Mike Masnick at TechDirt has details and commentary:
Getty Images has something of a reputation as a copyright maximalist. The company’s representatives have testified before Congress and pushed for copyright expansion in the past. It’s also well known for filing copyright lawsuits on those it claims illegally used its images. Hell, just a few weeks ago, some were debating if Getty should be described as a copyright troll after filing a flurry of copyright infringement lawsuits.
So it’s fairly big news to find out that Getty is trying to get ahead of the curve by making millions of its photos free for sites to use via an embed code — a la YouTube, Twitter and lots of other sites. Basically, it looks like the company is admitting to reality and adapting…
Now, as Masnick notes, there are caveats. Not all of Getty’s pics will be available via this policy — “some of the key collections will still be fee-only.” (Browsing around the Getty Images site at this time, it seems that some images are easier to embed than others — even restricting the search to “Royalty-free” [RF] images.) At The Atlantic, Megan Garber says that “there seems to be a fairly significant split, from what I can tell, between stock images and photojournalism images when it comes to embeddability.” She explains:
So, basically, if you’re in need of a generally illustrative photo to decorate a story about craft beer or an unending winter or Getty’s move to embeddable photos, you should have lots of (now-free!) options. If you’re looking for photojournalism that will complement your story on Ukraine, however, you might be out of luck.
That distinction is important; it emphasizes, among other things, the bet that Getty is making by opening this new revenue stream. News outlets, after all, will always need news photos. Keeping the newsy stuff out of the “free photo” pool allows Getty to preserve its value for its already-paying digital subscribers, while the embed system could be a way to capture some value from The Rogues. This is Getty attempting to have its cake, and eat it, too.
Also, says Masnick, “the company admits that it’s not dropping its lawsuit strategy, and will continue to sue those it feels go too far, which may make things a little dicey for some users.” (Although I would not reasonably expect any company like Getty to completely foreswear litigation.)
And this piece in Wired points to an…interesting clause in Getty’s Terms of Service:
Getty Images (or third parties acting on its behalf) may collect data related to use of the Embedded Viewer and embedded Getty Images Content, and reserves the right to place advertisements in the Embedded Viewer or otherwise monetize its use without any compensation to you.
The limitation of free embed use to “non-commercial use” is a point warranting caution, since what litigants and judges consider “non-commercial use” is almost as fluid and variable as “fair use.” Fortunately, in this instance, Getty seems to be taking an expansive view of what constitutes non-commercial use, especially vis-a-vis blogs (hurrah!):
Blogs that draw revenues from Google Ads will still be able to use the Getty Images embed player at no cost. “We would not consider this commercial use,” says Peters. “The fact today that a website is generating revenue would not limit the use of the embed.
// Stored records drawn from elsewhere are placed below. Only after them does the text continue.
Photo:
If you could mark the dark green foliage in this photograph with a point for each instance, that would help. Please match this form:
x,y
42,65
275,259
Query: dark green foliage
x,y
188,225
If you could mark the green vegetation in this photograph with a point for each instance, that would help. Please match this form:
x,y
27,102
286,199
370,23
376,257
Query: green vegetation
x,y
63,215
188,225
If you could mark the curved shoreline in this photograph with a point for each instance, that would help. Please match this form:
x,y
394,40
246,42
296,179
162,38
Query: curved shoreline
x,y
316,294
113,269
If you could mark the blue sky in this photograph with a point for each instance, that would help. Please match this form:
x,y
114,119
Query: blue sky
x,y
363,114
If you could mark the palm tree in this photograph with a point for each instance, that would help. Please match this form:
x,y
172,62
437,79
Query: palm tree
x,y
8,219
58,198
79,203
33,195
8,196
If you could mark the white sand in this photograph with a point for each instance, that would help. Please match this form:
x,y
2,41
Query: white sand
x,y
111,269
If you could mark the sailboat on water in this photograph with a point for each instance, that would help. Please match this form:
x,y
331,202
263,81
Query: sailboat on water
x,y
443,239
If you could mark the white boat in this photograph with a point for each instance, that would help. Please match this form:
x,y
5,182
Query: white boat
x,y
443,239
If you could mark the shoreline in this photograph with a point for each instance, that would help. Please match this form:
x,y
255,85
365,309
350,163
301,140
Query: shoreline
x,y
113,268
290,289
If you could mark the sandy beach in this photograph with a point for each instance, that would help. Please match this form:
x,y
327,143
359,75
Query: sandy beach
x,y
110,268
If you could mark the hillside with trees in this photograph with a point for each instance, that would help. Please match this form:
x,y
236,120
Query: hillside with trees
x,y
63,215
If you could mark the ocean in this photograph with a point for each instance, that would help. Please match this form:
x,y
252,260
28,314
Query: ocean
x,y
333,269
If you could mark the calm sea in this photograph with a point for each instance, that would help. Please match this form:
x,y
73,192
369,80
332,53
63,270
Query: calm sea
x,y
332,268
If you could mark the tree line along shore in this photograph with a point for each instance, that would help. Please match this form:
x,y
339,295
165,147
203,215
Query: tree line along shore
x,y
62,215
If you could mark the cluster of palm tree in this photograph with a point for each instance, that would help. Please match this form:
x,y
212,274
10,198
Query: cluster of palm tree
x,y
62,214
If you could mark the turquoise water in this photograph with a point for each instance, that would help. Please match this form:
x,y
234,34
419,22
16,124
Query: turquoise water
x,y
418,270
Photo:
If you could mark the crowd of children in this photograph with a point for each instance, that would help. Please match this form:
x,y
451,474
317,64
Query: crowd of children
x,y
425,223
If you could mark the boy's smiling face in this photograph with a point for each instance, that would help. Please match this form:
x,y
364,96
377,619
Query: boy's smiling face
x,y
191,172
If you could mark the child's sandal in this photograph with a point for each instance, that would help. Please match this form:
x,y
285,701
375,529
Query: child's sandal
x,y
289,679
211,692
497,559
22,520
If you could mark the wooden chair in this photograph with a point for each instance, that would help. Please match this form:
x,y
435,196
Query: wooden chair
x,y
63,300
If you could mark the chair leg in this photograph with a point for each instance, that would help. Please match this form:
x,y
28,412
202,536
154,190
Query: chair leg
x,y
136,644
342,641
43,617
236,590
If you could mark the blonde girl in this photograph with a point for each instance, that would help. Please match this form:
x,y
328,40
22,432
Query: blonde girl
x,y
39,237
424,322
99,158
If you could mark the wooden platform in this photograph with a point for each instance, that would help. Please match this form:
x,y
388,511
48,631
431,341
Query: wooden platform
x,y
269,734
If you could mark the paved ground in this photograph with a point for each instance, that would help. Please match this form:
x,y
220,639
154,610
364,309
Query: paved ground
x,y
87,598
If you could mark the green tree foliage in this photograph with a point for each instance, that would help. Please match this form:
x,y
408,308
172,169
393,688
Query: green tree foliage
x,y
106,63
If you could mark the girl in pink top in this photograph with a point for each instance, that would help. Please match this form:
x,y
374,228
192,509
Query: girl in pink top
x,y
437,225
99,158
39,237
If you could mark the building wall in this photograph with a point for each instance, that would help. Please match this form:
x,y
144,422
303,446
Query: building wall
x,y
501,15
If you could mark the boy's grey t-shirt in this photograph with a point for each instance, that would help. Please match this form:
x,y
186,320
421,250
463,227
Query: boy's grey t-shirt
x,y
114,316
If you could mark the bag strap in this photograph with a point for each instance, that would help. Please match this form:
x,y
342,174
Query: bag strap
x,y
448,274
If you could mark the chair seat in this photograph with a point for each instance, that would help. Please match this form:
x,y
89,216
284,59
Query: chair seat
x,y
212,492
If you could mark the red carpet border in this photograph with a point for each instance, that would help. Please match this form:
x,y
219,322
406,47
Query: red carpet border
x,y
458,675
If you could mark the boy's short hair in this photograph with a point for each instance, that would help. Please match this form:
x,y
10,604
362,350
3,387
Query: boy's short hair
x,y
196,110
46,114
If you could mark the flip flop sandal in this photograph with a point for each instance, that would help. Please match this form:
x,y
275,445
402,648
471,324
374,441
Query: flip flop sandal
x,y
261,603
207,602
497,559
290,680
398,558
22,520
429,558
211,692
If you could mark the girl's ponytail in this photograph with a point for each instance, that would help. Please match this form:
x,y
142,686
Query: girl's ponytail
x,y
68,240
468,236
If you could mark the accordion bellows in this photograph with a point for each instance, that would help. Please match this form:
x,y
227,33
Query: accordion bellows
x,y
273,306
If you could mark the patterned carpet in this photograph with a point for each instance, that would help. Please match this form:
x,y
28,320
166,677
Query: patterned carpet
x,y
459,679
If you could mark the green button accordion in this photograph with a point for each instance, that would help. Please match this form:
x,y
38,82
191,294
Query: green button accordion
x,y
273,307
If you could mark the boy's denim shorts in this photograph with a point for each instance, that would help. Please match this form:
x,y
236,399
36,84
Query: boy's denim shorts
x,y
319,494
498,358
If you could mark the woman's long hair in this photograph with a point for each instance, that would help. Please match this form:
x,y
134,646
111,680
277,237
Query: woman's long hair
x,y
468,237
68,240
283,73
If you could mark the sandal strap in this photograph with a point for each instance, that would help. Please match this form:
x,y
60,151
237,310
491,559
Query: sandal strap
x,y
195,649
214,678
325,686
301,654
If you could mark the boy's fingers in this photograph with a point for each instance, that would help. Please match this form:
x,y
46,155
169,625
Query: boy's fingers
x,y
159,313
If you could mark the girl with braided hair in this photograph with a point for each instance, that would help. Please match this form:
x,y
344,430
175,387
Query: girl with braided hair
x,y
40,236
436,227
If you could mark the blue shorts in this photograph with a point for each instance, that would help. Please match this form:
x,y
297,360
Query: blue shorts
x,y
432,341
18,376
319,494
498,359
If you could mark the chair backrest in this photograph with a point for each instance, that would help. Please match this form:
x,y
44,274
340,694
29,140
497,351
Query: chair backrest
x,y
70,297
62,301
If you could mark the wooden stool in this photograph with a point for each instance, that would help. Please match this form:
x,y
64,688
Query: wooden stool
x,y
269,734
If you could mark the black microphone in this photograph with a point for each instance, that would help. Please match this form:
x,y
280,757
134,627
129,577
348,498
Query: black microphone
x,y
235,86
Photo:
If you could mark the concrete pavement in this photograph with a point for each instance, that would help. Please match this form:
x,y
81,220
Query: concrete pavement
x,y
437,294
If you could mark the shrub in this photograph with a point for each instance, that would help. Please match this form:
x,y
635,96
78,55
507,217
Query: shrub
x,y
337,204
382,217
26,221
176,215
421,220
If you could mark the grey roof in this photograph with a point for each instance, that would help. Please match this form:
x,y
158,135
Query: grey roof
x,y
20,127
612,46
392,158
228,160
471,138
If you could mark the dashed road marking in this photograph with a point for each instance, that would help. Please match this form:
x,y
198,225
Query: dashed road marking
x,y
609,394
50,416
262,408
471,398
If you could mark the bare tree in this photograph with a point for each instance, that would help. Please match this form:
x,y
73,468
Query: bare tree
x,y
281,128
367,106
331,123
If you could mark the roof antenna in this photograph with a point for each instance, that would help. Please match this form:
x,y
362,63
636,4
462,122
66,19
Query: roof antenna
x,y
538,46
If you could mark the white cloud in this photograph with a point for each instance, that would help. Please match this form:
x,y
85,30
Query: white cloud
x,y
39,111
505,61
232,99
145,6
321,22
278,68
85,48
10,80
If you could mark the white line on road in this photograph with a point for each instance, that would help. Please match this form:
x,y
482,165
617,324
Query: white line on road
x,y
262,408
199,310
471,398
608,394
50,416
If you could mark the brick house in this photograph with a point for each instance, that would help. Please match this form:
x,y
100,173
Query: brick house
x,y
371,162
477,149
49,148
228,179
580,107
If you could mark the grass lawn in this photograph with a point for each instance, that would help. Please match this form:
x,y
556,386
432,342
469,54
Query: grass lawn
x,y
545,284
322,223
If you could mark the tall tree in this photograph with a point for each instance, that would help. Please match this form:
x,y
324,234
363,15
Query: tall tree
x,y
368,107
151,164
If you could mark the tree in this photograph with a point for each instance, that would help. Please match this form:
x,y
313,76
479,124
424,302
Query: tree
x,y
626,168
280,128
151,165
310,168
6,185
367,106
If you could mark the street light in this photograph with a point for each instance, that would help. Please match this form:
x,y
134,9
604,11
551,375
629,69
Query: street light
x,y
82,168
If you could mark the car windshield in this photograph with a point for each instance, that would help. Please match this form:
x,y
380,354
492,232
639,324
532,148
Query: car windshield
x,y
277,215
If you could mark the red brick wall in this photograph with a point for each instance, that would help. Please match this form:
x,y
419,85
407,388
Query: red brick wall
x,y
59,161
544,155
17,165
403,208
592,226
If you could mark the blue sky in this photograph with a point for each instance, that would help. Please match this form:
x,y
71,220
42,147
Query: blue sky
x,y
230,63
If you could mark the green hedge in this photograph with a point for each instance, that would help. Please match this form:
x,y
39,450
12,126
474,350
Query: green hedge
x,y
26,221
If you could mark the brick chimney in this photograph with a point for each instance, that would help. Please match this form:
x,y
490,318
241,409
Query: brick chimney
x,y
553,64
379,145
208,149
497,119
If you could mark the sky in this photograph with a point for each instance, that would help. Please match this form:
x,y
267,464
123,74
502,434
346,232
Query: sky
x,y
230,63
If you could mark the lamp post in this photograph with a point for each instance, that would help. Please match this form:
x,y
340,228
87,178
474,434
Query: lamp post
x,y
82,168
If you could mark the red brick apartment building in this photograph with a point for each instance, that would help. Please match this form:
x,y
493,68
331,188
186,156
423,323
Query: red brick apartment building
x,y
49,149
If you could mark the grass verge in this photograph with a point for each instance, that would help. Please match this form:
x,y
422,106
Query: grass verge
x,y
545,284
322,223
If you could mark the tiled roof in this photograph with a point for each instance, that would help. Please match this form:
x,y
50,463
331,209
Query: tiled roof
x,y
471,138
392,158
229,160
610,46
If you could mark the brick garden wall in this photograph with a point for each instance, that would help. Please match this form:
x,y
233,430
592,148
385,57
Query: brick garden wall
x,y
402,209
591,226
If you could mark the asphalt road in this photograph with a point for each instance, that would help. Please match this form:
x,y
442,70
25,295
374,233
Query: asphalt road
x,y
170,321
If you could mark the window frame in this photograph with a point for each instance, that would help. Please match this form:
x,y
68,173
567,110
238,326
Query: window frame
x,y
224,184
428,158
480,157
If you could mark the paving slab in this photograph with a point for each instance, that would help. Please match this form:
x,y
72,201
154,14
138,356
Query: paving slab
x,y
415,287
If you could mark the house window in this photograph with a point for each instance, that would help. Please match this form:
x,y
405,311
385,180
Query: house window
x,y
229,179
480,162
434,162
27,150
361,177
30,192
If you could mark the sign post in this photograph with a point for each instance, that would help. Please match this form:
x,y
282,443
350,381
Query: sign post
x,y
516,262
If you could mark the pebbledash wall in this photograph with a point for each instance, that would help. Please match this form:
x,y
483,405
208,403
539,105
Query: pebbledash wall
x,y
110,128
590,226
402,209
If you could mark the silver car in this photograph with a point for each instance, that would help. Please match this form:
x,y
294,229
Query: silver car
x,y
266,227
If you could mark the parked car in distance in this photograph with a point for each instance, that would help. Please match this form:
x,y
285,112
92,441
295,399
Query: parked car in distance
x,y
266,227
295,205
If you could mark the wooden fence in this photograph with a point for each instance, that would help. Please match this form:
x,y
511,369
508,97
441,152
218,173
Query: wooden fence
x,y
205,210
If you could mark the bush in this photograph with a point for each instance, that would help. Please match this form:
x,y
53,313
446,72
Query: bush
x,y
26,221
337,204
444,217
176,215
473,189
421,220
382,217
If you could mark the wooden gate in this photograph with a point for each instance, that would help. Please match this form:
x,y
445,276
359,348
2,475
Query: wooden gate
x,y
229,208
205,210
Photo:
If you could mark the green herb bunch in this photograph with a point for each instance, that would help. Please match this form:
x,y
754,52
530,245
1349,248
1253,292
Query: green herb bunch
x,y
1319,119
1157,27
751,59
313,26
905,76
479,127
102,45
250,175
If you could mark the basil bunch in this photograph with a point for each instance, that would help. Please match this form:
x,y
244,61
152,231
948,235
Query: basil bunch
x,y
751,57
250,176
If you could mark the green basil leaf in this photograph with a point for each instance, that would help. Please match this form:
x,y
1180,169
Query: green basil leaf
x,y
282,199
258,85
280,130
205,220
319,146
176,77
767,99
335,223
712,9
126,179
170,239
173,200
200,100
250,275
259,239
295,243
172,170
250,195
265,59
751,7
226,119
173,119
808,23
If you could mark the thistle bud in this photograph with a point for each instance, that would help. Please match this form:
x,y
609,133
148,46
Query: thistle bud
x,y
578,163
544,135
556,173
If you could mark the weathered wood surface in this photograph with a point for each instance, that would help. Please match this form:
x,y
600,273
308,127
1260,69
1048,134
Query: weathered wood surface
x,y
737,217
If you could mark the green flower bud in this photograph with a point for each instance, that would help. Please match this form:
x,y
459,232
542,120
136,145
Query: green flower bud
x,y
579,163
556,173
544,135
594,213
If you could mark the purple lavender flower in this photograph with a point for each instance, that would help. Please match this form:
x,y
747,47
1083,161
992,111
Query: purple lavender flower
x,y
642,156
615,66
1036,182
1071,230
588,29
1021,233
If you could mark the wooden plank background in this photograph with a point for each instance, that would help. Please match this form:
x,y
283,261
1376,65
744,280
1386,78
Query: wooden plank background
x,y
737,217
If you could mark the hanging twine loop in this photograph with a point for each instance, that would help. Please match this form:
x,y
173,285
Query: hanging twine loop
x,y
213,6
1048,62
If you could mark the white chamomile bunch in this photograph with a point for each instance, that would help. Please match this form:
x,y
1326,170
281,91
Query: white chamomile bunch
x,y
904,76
What would limit that use is if they used our imagery to promote a service, a product or their business. They would need to get a license.” A spokeswoman for Getty Images confirms to BJP that editorial websites, from The New York Times to Buzzfeed, will also be able to use the embed feature as long as images are used in an editorial context.
(Garber at The Atlantic notes that the “today” in the Peters quote bears watching.)
Still, even with these caveats, all in all, this is good news. Masnick’s conclusion seems spot on:
While we’re a little wary of Getty given some of its past actions, the company should be applauded for actually recognizing reality, and trying to adapt accordingly, recognizing how it might better serve people who otherwise would automatically go somewhere else.